What are some good materials on ~practical~ compiler construction? I've already picked up a copy of the Dragon Book that I plan to read fairly thoroughly. It should cover most of the theory that we need.
You should consider looking into the different things that motivated other languages to do what they do. Many Have Websites.
What language should we write a compiler for? A small subset of C? Our own language?
I think there are 4 languages. Each one has merits:
- Context Free(ish) Languages: algol-like languages go here. C is such an example, And so is Perl, Python, Ada, PHP, C++, Lua, bash, SQL. Advantage: Pretty; Disadvantage: Hard to get working, even with compiler generators
- Lisp like Languages: These basically describe a human readable Abstract Syntax tree, usually with some kind of metaprogramming ability added on. Advantage: Easier to write than context free, probably in a few hours. Disadvantage: Guaranteed to look exactly like Lisp
- Forth Like: Forth, Postscript, dc, BrainF*ck: Stupid simple token-only language. Advantages: even easier to parse than Lisp, you can probably get this going in a few minutes; Disadvantages: write-only language(for most folks)
- Misguided Hand Written: FORTRAN, Tcl, early BASIC variants. The common factor these have is that their parsers are hand written, because they have to be. Language features are hard coded into the parsers. Advantages: Can do some interesting, sometimes amazing things; Disadvantages: You won't finish the parser in one summer.
In some ways that's the easy part. The semantic aspect your new language provides will depend strongly on what task it is aimed at solving. This topic is too big for me to post about reasonably, so I have to defer to wikipedia
What language should we write the compiler in? Most of the resources I have found utilize C. This seems to be the standard but we are looking for suggestions.
Functional languages seem to be well suited to this, if you are hand-writing your front-end. Haskell and Ocaml seem to be the two favorites.
On the other hand, I've never used those for that. Parser generators are about as terse. In fact, lex/yacc work pretty well. Their output is not meant for mortals, however. If this is a problem, or you need some output language other than C, ANTLR may your best bet.

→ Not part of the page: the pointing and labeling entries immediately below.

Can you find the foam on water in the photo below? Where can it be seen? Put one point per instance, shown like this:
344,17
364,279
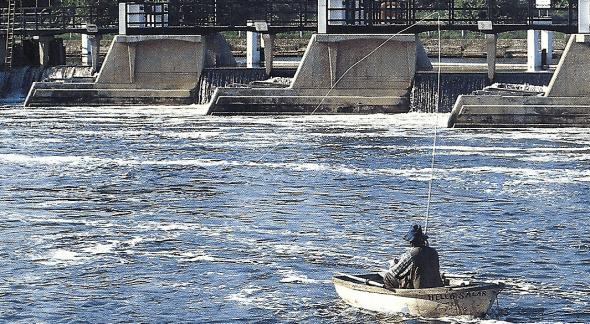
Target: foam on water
155,214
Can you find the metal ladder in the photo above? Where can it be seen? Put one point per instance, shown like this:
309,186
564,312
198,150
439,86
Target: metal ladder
9,34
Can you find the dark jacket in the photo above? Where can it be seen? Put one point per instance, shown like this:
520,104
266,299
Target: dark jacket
424,271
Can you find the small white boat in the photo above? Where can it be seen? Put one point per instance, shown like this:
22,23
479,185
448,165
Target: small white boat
458,297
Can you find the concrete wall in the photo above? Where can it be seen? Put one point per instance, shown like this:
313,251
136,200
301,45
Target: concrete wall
153,62
359,74
358,63
572,76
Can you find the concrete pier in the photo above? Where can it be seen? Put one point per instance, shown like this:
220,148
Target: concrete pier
338,74
151,69
566,103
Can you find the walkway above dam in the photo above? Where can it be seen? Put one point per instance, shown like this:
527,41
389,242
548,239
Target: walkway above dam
343,17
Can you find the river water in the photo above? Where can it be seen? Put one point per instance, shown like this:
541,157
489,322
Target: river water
160,215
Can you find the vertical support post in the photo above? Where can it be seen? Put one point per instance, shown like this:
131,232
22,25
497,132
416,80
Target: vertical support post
86,50
252,52
122,18
268,44
491,47
547,45
43,49
583,16
331,12
95,51
322,16
533,53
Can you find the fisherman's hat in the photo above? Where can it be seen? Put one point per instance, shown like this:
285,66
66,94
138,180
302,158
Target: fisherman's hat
415,235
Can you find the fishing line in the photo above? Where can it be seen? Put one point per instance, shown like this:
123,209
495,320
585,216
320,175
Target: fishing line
366,56
333,85
435,131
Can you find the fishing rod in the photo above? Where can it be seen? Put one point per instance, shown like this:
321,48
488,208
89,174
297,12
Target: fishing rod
435,132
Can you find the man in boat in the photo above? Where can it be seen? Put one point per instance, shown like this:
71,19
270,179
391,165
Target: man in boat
418,267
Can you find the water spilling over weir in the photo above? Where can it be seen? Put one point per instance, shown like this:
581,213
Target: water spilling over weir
16,82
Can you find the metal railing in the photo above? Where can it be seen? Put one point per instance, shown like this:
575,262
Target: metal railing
342,15
452,14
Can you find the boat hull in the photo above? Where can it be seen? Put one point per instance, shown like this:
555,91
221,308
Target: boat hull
471,299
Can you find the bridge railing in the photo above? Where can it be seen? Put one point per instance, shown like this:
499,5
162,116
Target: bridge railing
231,14
295,14
454,14
60,18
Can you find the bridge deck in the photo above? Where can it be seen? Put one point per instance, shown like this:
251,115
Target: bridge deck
354,16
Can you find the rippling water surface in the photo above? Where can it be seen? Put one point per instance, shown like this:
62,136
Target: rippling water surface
163,216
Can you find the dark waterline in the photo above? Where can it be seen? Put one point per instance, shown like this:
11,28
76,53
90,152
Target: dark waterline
158,215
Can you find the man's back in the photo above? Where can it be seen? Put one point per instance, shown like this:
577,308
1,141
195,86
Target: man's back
425,272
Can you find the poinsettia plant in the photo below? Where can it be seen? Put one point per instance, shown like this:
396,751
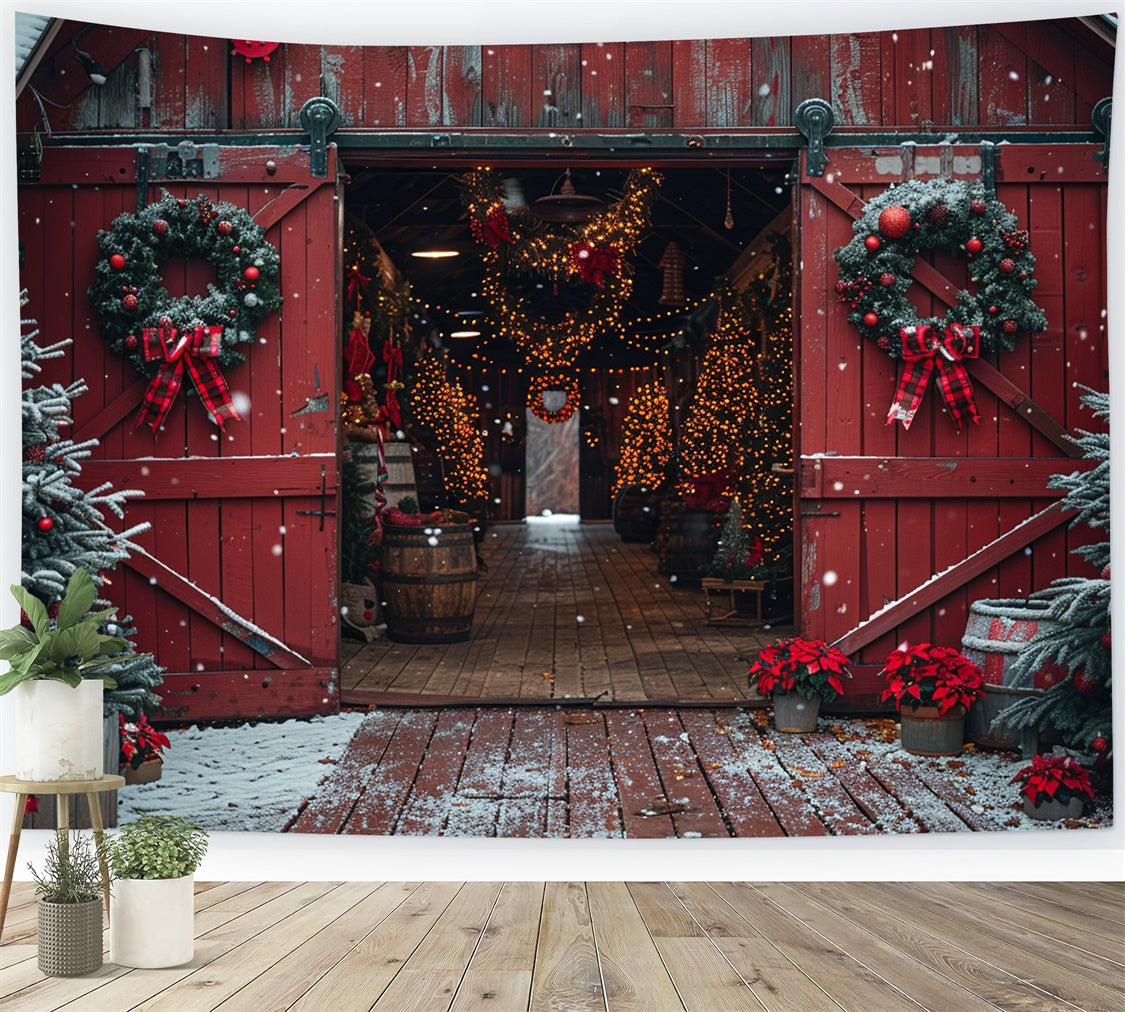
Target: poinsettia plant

For the back end: LLVM. Several sample languages are provided to get you up and running. You can target any plausible platform (including interpretation).

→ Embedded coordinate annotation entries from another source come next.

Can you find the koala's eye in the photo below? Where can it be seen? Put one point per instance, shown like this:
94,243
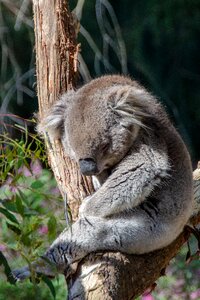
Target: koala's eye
104,147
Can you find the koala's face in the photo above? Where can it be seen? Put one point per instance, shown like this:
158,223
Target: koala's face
98,123
95,136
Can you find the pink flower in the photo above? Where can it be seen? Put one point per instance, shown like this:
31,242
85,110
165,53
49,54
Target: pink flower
147,297
36,167
43,229
195,295
2,247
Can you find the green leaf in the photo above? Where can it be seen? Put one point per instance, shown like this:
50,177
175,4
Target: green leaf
52,225
37,184
7,269
50,285
20,206
8,215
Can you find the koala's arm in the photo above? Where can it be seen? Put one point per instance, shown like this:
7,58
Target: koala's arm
131,182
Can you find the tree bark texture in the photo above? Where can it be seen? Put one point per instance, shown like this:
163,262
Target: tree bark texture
105,275
56,67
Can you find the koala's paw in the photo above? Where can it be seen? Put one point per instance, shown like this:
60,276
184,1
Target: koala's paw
21,274
83,208
40,267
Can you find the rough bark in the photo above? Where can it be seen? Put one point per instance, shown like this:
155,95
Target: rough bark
56,67
108,275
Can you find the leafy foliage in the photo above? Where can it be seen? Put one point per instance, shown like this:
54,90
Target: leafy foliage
27,191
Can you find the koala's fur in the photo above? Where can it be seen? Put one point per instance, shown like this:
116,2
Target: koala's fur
119,133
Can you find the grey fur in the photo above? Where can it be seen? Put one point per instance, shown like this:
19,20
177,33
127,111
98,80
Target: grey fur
143,183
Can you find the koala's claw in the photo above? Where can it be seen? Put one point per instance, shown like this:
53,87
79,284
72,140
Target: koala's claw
41,267
21,274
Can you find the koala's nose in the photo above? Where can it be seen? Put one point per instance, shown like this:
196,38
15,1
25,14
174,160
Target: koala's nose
88,166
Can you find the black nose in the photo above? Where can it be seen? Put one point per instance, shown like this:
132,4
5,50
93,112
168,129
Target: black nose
88,166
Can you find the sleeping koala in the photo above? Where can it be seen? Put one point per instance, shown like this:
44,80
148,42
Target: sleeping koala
119,134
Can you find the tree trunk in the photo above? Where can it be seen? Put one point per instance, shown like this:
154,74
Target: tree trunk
105,275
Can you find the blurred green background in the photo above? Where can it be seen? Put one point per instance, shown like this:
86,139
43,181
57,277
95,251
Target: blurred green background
162,41
155,42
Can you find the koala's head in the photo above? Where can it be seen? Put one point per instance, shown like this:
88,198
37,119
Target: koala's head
98,123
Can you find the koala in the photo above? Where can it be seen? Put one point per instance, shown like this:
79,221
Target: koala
120,135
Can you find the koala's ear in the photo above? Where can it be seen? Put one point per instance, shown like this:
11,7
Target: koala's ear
53,122
130,103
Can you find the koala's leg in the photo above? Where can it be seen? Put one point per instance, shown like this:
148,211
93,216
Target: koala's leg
130,233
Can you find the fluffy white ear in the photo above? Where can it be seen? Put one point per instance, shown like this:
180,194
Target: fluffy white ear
129,102
53,122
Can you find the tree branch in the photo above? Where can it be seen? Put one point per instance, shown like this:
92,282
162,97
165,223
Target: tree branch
100,276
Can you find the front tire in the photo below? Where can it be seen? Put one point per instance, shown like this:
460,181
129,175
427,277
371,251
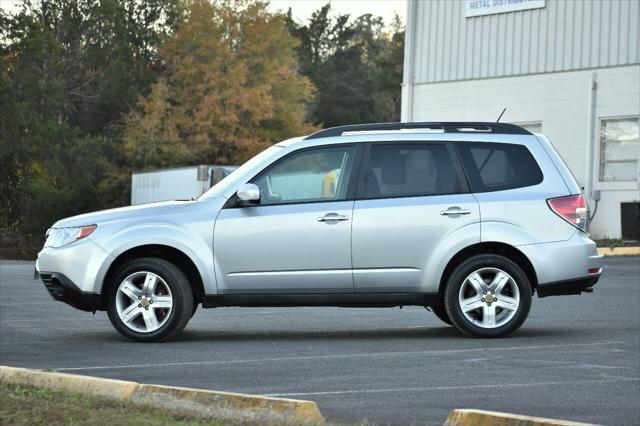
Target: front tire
488,296
149,300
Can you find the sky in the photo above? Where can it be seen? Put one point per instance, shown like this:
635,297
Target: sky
302,9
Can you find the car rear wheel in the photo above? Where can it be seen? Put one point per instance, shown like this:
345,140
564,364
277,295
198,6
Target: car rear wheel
150,300
488,296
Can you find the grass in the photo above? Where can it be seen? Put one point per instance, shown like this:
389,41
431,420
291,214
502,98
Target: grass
612,243
25,405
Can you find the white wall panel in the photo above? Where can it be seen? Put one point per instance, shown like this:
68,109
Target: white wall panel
565,35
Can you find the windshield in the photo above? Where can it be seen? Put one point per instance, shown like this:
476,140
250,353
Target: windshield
230,180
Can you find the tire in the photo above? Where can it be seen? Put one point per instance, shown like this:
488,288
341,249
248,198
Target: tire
441,313
488,296
149,280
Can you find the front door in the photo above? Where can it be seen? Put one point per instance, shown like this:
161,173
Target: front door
411,201
298,238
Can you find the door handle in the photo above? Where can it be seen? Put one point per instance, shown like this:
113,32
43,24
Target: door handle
454,211
329,217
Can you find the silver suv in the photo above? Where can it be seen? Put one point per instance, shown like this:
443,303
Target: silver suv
468,220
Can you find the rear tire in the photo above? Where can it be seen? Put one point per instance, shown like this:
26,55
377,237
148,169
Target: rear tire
441,313
488,296
149,300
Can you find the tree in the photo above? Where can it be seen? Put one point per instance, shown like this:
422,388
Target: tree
68,71
232,85
355,65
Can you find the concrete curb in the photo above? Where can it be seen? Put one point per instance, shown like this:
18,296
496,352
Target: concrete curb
205,403
619,251
461,417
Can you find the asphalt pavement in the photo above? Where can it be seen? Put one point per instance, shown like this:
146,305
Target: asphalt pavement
576,357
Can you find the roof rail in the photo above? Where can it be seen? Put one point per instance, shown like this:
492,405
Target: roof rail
447,127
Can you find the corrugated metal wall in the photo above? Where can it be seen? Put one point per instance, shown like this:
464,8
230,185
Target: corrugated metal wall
565,35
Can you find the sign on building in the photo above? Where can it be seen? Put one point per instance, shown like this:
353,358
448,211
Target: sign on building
490,7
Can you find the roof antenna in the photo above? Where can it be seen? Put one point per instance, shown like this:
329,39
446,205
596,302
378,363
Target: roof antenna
501,114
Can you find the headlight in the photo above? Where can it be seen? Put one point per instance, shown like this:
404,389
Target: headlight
58,237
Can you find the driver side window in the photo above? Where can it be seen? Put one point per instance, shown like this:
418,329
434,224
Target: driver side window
311,175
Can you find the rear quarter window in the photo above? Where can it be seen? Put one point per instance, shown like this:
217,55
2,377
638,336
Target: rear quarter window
498,166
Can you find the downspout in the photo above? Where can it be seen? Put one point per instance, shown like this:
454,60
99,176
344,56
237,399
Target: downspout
409,61
588,184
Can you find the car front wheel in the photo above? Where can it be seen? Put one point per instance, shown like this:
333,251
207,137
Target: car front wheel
150,300
488,296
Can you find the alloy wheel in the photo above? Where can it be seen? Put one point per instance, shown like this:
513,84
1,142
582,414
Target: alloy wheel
489,297
144,302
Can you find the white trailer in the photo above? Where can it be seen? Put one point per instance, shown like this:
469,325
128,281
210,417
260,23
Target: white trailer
181,183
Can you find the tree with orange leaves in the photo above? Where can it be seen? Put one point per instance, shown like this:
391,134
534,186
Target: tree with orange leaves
231,88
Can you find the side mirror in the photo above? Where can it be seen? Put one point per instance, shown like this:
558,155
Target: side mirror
248,194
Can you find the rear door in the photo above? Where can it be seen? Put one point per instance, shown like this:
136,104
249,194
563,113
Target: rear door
410,198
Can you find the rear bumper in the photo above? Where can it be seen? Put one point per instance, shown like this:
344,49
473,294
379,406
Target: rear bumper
64,290
568,287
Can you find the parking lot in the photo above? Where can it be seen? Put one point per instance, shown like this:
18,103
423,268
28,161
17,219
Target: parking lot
576,357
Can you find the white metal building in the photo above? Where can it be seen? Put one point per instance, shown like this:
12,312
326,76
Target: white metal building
567,68
179,183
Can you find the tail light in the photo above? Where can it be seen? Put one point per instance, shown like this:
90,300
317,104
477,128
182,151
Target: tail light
573,209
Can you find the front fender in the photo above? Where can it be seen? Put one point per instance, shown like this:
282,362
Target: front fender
191,242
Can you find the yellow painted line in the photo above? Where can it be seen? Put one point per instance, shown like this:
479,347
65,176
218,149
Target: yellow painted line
492,418
619,251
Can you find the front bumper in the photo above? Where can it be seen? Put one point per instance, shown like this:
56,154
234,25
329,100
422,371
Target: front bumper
80,262
64,290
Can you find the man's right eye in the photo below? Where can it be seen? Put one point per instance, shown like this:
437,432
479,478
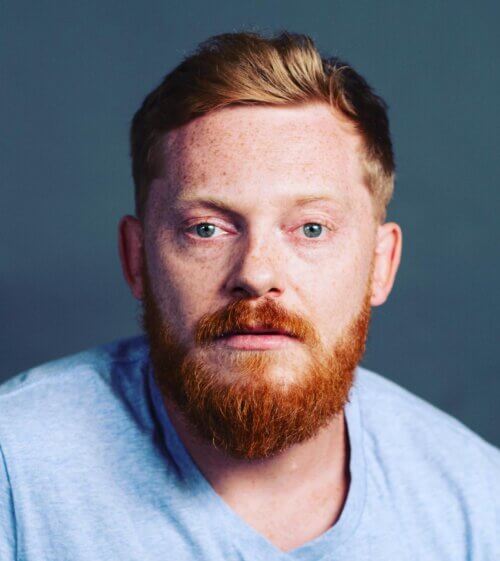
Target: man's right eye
203,229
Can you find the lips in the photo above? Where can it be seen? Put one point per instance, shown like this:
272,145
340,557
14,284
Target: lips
258,331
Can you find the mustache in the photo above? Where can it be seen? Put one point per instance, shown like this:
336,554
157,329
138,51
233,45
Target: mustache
242,315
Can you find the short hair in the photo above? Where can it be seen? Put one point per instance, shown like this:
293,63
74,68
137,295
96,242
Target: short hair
247,68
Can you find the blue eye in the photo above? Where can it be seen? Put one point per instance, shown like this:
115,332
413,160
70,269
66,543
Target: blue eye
313,228
205,229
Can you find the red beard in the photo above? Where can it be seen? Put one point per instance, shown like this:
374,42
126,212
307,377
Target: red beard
256,415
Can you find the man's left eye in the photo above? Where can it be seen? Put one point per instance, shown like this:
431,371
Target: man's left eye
313,229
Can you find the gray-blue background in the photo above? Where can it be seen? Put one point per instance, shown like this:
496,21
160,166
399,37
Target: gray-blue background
73,73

You actually don't need a back-end right away. There's going to be some front end work, resolving how the language actually has to work before you can even think about doing anything with parsed IR. This is particularly true for context free languages. If this aspect is less interesting to you, use a Lisp or Forth like syntax that you can write in an hour so that you can get straight to the semantic work.
Naturally, that semantic work is the meat of a compilers course, and really where most of the interesting (to me, anyway) content lies anyway. This is the part that distinguishes, say, functional languages from object oriented languages or concurrent languages and so on.
Any other general suggestions, pitfalls, tips?
Why are you writing another language? I don't mean this in a pejorative sense. Writing yet another generic C-like language (Or Lisp or Python or whatever) probably won't be very satisfying, even if it's just for learning. My favorite learning-oriented language, SPL, had very specific design goals that resulted in a distinct language that was quite orthogonal to any other (although this goal was at odds to usefulness). Decide early what your language is for.